For us, however, that was not enough of a reason. Most of us could remember at least one politician we had admired (seldom the same one) and, in typical old-man fashion, at my end of the table we knew who to blame. It was the media, and their preference for three-word soundbites rather than hard looks at the facts.

John Galt, the hero of ‘Atlas Shrugged’, was certainly no fan of three-word soundbites. When he decided to use his almost supernatural understanding of physics and electrical engineering to take over the media, it was to harangue the people of America in a monologue that stretches over almost sixty pages of my edition of the book. How long it would have taken to deliver is not specified, but when he was about three-quarters of the way through Galt spoke to his audience about

“… the fence that you have been straddling for two hours while hearing my words”

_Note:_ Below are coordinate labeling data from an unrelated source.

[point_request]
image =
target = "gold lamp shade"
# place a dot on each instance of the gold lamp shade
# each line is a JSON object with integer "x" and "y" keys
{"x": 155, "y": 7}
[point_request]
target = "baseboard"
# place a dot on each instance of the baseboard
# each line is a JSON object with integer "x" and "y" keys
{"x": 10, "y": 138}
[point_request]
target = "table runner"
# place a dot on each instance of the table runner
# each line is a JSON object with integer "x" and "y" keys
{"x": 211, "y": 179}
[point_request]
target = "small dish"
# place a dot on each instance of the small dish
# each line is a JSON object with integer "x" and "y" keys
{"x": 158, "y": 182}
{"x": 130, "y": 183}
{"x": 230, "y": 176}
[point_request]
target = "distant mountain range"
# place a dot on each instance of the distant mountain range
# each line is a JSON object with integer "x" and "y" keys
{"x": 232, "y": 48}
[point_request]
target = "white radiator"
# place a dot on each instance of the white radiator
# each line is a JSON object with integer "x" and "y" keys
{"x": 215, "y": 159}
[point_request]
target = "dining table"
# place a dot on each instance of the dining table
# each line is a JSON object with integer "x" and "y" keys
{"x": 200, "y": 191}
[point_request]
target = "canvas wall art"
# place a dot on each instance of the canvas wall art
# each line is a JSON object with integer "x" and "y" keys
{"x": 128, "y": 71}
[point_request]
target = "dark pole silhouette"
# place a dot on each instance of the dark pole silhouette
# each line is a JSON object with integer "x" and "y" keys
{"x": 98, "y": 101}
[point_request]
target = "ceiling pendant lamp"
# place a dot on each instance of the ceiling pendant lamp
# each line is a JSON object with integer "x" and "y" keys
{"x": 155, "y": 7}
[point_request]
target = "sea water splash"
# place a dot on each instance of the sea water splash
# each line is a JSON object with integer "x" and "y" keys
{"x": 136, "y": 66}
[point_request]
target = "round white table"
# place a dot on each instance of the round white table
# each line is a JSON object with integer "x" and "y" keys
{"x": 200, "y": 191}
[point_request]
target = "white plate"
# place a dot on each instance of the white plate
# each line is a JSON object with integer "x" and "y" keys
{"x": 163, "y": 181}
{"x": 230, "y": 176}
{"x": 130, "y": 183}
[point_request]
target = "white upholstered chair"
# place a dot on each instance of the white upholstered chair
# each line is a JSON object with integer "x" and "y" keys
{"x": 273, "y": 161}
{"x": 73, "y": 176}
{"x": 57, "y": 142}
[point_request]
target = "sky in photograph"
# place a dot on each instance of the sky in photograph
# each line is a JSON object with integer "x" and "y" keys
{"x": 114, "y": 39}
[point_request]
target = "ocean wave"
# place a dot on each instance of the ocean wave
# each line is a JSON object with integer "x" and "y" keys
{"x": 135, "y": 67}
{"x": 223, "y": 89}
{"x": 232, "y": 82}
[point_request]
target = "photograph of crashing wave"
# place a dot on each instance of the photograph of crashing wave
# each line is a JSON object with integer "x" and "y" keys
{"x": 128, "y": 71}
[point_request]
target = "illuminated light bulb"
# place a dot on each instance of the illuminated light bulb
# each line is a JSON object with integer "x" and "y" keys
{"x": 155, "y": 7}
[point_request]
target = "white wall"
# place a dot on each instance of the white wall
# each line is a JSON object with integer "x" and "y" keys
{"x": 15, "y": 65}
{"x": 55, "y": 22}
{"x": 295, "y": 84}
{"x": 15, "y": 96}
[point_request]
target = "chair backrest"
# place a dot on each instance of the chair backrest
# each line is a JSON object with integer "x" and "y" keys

Which supposes that, of course, that anyone was still listening. Insofar as Galt had a soundbite to deliver it was this:

“I swear by my life and my love of it that I will never live for the sake of another man, nor ask another man to live for mine”.

He then put this mission statement into effect by asking every talented person he could find to live for him and his philosophy. It is at this point that the whole grand Ayn Rand edifice crumbles. Even the improbable genius that was John Galt could do nothing without the help and co-operation of other people.

In the grand finale Galt succeeded in his aim. The United States was in ruins and most of its inhabitants were dead, or were about to die as a result of war, famine and/or disease.

Much as one would like to see the back of the gruesome trio of Johnson, Corbyn and Swinson, this seems a rather drastic way of achieving it.